Vaccination uncertainties ahead, but for now a moment of hope
SA is at a hopeful moment. The first commercial doses of the Covid vaccine are due to land later this month. The next few months should see the arrival of millions of doses of Johnson & Johnson and Pfizer vaccines, if the government signs the contracts and manufacturers deliver on their promises.
Where until now all we’ve had is limited free test doses from J&J, soon we will be able to embark in earnest on the huge task of vaccinating 40-million adults. The government is targeting to get this done by the end of February 2022.
That means scaling up to 250,000-300,000 vaccinations a day, according to Business for SA, which is implementing a plan that could see as many as 150,000 administered by the private sector, in facilities such as pharmacies, GPs’ surgeries, workplaces and occupational health clinics and hospitals. It will also include 10 mass vaccination sites, at stadiums and malls that are being set up to treat at least 50,000 people a day.
Business is putting extensive time and expertise into a detailed plan that will support a rapid rollout and take some of the burden off an overstretched public sector; the government just needs to say yes. It also needs to ensure its IT system — the Electronic Vaccine Data System — is up to the challenge as the vaccination programme shifts from the million or so health workers in phase 1 to the 16.5-million people in phase 2.
It’s going to be complex and probably messy. And if the operational and logistics issues are tricky, so too are the funding issues — not least of which is how to reimburse the private providers for treating publicly funded, uninsured citizens.

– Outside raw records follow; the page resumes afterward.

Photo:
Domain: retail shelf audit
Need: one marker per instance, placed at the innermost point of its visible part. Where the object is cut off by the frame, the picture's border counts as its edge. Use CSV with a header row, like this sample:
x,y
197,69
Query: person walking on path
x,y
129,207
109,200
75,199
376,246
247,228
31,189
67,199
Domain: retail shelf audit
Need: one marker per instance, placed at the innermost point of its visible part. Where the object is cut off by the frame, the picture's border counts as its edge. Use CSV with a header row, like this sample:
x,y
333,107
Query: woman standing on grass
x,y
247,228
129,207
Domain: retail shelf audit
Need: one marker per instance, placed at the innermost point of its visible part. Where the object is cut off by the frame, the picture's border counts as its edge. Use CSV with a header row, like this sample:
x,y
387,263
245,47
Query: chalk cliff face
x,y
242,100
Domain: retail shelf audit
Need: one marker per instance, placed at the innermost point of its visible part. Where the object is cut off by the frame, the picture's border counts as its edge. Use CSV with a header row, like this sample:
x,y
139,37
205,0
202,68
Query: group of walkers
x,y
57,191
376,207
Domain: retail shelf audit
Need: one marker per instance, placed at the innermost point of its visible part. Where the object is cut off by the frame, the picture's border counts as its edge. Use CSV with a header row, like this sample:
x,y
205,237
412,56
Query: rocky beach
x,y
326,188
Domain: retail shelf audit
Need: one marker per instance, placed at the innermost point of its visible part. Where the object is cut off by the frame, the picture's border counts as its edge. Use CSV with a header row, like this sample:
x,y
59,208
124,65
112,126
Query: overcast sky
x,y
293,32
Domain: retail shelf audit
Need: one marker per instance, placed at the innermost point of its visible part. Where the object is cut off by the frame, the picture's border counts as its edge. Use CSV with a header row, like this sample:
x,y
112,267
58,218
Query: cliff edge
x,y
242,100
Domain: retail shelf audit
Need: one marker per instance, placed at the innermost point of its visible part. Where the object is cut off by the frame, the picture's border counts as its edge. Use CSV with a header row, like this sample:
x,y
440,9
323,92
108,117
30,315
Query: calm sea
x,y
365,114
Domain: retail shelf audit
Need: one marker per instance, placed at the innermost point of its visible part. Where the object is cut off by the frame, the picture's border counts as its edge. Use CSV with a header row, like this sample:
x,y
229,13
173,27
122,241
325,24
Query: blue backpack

The government has set aside about R7bn in the current fiscal year. But medical aids will be required to pay for their own 7-million adult members, as a prescribed minimum benefit. And the government — as the sole procurer and importer of the doses — will set the price at which they will pay for the vaccine doses, a price that is expected to be well above cost, effectively subsidising other non-insured citizens. There is some controversy about the technicalities. But most medical aids, and most medical aid members, support the principle of social solidarity — none of us is safe unless everyone is safe.
And as Discovery’s Ron Whelan emphasises, the returns for the medical aids, and for the country, on investing in an effective vaccine programme are “brilliant” — the GDP multiplier is estimated at five to 24 times each rand spent.
Ironically, too, SA’s medical aid industry can easily afford it, after a year in which the Covid pandemic had the net effect of reducing rather than increasing total health-care spend. It was not just that people were reluctant to go to doctors and hospitals for fear of infection, but also that the mask-wearing, sanitising, social distancing and closed borders (not to mention the lack of air pollution) meant SA didn’t have a flu season — and hospitals saw a 60% reduction in admissions for respiratory conditions, according to consulting actuary Christoff Raath.
Even including the high cost of treating Covid patients, he estimates medical aids “saved” a net 8%-12% of last year’s contributions. Against this, the cost to them of the vaccine would be just 1%3% of a year’s contributions, even if they crosssubsidise some of the uninsured. But it’s not that simple, or that certain. First, because — as Ahmed Banderker, CEO of AfroCentric, which owns Medscheme, points out — the likely scenario is we will need repeated doses or boosters over the next two to three years if the virus mutates. That could be a risk to medical aids’ reserves longer term.
A second big risk, if Covid persists, is the cost not only of treating members who contract the virus, but diagnosing it. Each PCR test costs R850, way more than the R150 or so landed cost of a vaccine dose — another reason the vaccine is such a good investment for medical aids. Discovery Health Medical Scheme (DHMS) alone has funded 1.2-million tests for members — in total SA’s private and public health-care system has funded 12-million — with pathology costs at DHMS up
27% year on year. Others have likely seen similar trends.
A third big uncertainty for medical aids is the low use of health-care services last year, and how much the catch-up will impact on costs this year and in years to come. Members will need the hip replacements or other elective procedures they delayed in the lockdown, and there is the bigger concern that those who didn’t keep up their chronic medication, or delayed mammograms or other preventative tests, will be at risk of much more serious and costly disease in future.
Meanwhile, though, we can wait eagerly for those doses to land.